At least it would’ve been if my pillow didn’t still smell like pine trees and if I could get the image of him lying next to me out of my head.
Somehow, I did get my half of the work done, and by the time Friday night rolled around, I was sweating and shaky. I found myself fluffing my couch pillows while I waited for him to arrive.
Fluffing pillows.
Who the hell cared about a pillow’s fluff factor?
Finally—mercifully—there was a knock at the door, and I scuttled over to answer it.
He could’ve at least had the courtesy not to look hot. But no. He had that hardworking, jeans-fit-just-right, wide-and-capable thing going on just standing outside my front door.
I was in trouble.
“Uh, hey. Come on in,” I said. “This could take a while. Might as well get started.”
He nodded, and stepped through the door with a bag of stuff in one hand.
“How’s your back?”
“Your heating pad did the trick, and I’ve been trying to take it easy. It’s okay today. I went out to that cut block, and got some pictures.”
“Great,” I said, but the fact he went without me hit me hard. I shifted my weight, feeling awkward in my own space. We had a lot to do, and this was literally what I did for a living.
His presence altered everything.
I shook myself out of my stupor, reminding myself of the task at hand and how things had ended after we’d woken up next to each other earlier this week. “Alright, let’s get to work then.”
We spread out the information and pictures we had on my coffee table and started organizing them, before falling into the task easily enough, deciding what to display and where. We would have to put all the information up on the board tomorrow morning before the event started, but that would be easy if we planned well enough.
Time passed in relative silence, just the rustle of paper and a few short conversations. Even so, I was hyperaware of him. He took up more space in the room than just physical.
I could just keep my mouth shut. I could print information and organize, and forget that the little time I’d had with Brody had felt like we clicked in a way I’d never clicked with anyone else before.
Not love at first sight.

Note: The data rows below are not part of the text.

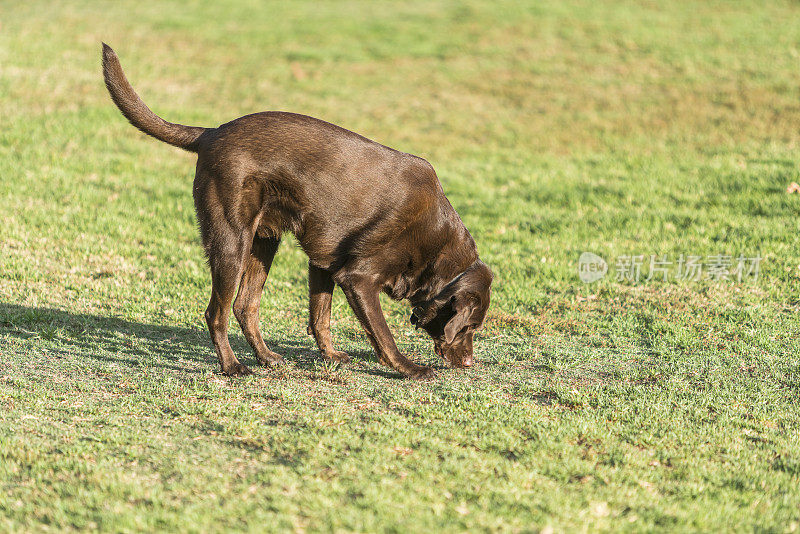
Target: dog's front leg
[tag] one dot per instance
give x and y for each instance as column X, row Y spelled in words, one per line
column 320, row 293
column 363, row 298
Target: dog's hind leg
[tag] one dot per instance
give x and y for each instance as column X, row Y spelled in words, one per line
column 245, row 307
column 226, row 253
column 320, row 293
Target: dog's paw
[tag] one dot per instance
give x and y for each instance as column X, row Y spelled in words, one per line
column 337, row 356
column 270, row 358
column 237, row 369
column 419, row 372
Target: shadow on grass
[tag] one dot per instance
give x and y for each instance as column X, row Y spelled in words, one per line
column 136, row 345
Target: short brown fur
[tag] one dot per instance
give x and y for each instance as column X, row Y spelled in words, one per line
column 369, row 218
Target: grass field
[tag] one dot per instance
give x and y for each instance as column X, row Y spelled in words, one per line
column 623, row 129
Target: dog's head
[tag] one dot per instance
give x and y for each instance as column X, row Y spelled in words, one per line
column 452, row 317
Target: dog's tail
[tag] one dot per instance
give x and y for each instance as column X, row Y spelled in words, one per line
column 138, row 113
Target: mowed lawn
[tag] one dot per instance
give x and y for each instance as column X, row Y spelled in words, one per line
column 622, row 129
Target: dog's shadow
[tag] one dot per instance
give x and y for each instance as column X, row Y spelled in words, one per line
column 134, row 344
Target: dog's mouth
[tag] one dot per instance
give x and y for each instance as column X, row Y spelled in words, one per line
column 453, row 356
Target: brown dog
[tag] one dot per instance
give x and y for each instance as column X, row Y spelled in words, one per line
column 369, row 218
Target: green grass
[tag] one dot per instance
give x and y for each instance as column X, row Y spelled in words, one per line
column 618, row 128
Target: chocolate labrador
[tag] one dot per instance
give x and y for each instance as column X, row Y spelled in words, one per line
column 369, row 218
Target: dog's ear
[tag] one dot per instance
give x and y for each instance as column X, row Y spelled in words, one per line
column 457, row 322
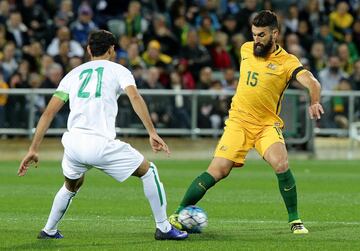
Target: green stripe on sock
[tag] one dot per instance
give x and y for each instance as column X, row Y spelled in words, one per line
column 157, row 185
column 196, row 190
column 287, row 187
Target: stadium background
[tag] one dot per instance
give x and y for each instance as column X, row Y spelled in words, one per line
column 154, row 44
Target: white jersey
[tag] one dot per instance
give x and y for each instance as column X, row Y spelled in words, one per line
column 93, row 89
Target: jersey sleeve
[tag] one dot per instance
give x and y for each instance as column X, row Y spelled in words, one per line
column 125, row 78
column 62, row 91
column 294, row 67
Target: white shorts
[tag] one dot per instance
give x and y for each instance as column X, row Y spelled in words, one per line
column 84, row 151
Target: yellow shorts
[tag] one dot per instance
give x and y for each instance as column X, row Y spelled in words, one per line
column 239, row 138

But something, or the promise of something. Unless I was the only one feeling it.
I cleared my throat. “What did you get up to after you dropped me off at the library?”
He looked up from where he was folding pamphlets and shrugged. “Nothing really.”
I absorbed this. “So why didn’t you stay then? When I asked you to, I mean.”
He set the papers aside. “I wanted to, I just thought why you asked, and why I wanted to stay may have been two different things.”
I cocked my head. “What do you mean?”
He smoothed his hair back. Like always, it was pulled back in a tight braid.
“You probably invited me thinking you were being polite, and I had some less than polite ideas of what we’d do if I stayed.”
Chapter Seven
Brody
Iwatched as Rachel absorbed my words. My very clunky admission that I wanted her.
How could she think I didn’t?
She was on the other side of the coffee table from me in her living room. The light was low. The room smelled homey, like vanilla and homemade bread. She was seated cross-legged on the floor in comfortable-looking leggings and a t-shirt. I was on the couch thanks to my stupid back.